Location
- 400 South Elaine Street Premont, Texas 78375-1302 United States 27°21′13″N 98°07′57″W﻿ / ﻿27.353533°N 98.132477°W

Information
- School type: Public high school
- Established: 1971
- School district: Premont Independent School District
- Principal: Claudett Garcia
- Teaching staff: 28.69 (on an FTE basis)
- Grades: 6th-12th
- Enrollment: 359 (2023-2024)
- Student to teacher ratio: 12.51
- Colors: Red & Black
- Athletics: UIL Class AA
- Mascot: Cowboy/Cowgirl
- Yearbook: The Round-Up
- Website: pchs.premontisd.net

= Premont High School =

Public high school in Premont, Texas

Premont Collegiate High School, formerly known as Premont Secondary School, is a public high school located in Premont, Texas, and classified as a 2A school by the University Interscholastic League.

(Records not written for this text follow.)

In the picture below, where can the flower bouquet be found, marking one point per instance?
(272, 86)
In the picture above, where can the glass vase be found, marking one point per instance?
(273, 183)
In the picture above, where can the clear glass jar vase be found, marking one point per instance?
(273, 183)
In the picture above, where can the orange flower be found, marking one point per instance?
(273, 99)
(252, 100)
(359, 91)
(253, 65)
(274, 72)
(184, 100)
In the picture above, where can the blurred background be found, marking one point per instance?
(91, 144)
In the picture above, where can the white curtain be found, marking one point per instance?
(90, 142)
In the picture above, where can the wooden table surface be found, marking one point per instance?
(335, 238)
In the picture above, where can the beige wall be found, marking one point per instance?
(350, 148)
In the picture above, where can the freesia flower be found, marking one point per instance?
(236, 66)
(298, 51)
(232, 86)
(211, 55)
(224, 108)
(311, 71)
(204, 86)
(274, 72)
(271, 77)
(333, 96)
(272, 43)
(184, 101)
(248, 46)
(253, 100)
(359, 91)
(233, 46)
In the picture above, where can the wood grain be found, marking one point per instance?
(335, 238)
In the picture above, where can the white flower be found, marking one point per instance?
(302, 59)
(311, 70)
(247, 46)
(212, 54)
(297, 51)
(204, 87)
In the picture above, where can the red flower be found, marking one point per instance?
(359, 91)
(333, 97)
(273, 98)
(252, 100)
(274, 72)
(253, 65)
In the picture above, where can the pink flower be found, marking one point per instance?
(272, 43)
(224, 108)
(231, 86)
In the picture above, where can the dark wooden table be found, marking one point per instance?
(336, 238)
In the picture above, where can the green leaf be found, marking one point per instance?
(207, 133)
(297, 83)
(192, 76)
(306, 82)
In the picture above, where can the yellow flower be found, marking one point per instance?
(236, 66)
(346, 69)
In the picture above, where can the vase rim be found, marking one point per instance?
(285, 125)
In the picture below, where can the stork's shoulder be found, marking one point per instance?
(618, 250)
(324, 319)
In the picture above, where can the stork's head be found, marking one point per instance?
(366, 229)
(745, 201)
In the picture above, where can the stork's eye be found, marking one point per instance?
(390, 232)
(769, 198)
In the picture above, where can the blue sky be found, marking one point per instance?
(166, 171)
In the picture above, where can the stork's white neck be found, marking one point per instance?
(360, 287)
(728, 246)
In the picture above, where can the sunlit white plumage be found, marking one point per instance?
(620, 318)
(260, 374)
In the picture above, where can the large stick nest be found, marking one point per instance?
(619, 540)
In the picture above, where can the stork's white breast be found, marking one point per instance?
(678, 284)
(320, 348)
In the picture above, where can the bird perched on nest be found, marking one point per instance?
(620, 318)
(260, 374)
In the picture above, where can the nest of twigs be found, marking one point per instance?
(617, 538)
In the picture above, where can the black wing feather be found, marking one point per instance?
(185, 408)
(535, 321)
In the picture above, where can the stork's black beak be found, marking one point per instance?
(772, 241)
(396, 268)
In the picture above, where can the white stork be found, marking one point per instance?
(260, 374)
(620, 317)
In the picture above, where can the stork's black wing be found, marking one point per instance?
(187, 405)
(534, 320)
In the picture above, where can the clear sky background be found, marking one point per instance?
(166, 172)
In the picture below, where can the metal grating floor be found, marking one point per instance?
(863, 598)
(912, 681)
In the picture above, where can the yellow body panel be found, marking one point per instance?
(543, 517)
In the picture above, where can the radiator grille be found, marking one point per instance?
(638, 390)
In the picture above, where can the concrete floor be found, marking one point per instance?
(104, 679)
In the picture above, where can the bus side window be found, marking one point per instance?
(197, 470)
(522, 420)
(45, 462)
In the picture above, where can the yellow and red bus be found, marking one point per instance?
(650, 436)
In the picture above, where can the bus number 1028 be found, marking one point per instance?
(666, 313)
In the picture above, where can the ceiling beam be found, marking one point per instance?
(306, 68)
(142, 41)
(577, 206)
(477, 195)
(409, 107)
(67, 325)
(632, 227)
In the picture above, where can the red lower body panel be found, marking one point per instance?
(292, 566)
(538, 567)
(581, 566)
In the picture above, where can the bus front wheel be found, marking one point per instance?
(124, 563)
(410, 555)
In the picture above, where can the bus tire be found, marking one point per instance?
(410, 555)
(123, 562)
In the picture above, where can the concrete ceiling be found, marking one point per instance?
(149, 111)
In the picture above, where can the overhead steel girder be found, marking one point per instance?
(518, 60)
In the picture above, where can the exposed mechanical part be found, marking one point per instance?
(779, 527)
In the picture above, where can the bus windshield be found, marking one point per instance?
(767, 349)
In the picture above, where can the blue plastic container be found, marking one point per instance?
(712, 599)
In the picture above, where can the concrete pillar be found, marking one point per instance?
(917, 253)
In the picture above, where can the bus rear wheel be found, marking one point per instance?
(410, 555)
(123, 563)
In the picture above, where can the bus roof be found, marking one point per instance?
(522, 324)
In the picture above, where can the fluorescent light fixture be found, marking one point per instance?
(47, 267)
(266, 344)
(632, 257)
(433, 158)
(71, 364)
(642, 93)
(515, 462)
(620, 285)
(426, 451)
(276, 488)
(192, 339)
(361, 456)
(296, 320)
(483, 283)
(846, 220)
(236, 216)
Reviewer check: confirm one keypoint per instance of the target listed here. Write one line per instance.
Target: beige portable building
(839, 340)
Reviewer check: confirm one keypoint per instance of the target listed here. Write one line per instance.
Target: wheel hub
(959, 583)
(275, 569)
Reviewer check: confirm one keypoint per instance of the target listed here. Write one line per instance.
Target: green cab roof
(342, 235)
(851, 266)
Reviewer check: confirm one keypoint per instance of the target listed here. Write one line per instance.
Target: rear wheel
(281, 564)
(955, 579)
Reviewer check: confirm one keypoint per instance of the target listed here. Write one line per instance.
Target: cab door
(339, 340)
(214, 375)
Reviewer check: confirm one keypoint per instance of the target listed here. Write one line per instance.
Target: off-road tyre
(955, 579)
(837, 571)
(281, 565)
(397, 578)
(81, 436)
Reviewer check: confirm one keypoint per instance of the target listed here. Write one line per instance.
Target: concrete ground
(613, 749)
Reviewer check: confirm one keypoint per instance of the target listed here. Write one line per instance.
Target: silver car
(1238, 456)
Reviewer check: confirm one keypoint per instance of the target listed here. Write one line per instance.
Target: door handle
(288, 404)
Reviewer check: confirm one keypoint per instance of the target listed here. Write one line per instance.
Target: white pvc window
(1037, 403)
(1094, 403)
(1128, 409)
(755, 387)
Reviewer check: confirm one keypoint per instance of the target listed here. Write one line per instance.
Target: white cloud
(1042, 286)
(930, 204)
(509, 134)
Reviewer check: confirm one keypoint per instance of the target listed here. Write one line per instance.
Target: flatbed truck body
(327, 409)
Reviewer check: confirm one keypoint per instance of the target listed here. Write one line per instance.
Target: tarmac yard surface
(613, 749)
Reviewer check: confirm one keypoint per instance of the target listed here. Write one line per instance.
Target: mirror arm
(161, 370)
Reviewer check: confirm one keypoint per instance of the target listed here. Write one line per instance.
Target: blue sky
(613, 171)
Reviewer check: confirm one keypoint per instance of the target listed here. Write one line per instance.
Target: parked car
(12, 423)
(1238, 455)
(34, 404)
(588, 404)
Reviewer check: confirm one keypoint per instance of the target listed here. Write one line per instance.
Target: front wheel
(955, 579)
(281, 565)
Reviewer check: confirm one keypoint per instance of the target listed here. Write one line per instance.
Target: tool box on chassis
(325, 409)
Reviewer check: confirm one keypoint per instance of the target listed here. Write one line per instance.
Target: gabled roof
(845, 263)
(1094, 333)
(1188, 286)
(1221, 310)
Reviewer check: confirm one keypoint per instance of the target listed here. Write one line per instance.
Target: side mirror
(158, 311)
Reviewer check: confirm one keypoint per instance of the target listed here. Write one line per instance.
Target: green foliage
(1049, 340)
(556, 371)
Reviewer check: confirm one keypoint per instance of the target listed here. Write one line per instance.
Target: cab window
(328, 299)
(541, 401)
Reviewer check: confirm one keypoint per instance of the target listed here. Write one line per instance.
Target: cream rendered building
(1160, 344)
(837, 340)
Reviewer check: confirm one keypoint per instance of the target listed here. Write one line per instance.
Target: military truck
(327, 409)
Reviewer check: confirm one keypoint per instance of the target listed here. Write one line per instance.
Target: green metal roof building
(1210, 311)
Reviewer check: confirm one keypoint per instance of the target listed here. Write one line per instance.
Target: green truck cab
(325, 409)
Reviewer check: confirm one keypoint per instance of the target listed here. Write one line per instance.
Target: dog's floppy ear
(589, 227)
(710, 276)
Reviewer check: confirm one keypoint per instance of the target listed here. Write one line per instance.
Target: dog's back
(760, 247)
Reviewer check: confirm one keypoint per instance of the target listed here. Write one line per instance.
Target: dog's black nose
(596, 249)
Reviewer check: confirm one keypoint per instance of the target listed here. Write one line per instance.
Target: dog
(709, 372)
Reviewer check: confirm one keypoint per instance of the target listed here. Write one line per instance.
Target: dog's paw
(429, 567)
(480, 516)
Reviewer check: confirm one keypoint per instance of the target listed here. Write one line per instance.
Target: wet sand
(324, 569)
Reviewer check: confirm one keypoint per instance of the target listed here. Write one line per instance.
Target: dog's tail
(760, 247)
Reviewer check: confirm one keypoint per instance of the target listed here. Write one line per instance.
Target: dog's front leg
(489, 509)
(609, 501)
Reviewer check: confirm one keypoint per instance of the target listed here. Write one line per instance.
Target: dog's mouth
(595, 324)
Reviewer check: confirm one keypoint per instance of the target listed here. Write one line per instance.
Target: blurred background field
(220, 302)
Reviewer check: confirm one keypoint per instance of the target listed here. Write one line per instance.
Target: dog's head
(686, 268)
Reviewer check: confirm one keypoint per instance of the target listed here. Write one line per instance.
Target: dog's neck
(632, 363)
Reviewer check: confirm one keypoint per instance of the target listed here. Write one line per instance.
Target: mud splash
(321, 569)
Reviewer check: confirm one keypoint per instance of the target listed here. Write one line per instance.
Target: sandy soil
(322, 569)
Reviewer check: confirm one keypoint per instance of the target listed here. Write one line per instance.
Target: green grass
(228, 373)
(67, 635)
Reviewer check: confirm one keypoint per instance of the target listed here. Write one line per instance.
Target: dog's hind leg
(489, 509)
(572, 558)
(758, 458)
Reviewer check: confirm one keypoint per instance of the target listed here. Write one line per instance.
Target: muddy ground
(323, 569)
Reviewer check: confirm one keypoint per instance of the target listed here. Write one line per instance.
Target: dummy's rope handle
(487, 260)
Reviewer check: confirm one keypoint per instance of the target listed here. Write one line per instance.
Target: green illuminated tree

It is part of the Premont Independent School District.

==Athletics==
Football and other sports were suspended by the district in 2012 due to low academic ratings. All sports have returned.

Boys cross country state titles (5)
  - 1998(2A), 1999(2A), 2000(2A), 2001(2A), 2002(2A)

==Notable alumni==
- José Manuel Lozano (1998), member of the Texas House of Representatives.
- Teresa Lozano Long (1945), philanthropist. She was awarded the National Humanities Medal in 2019.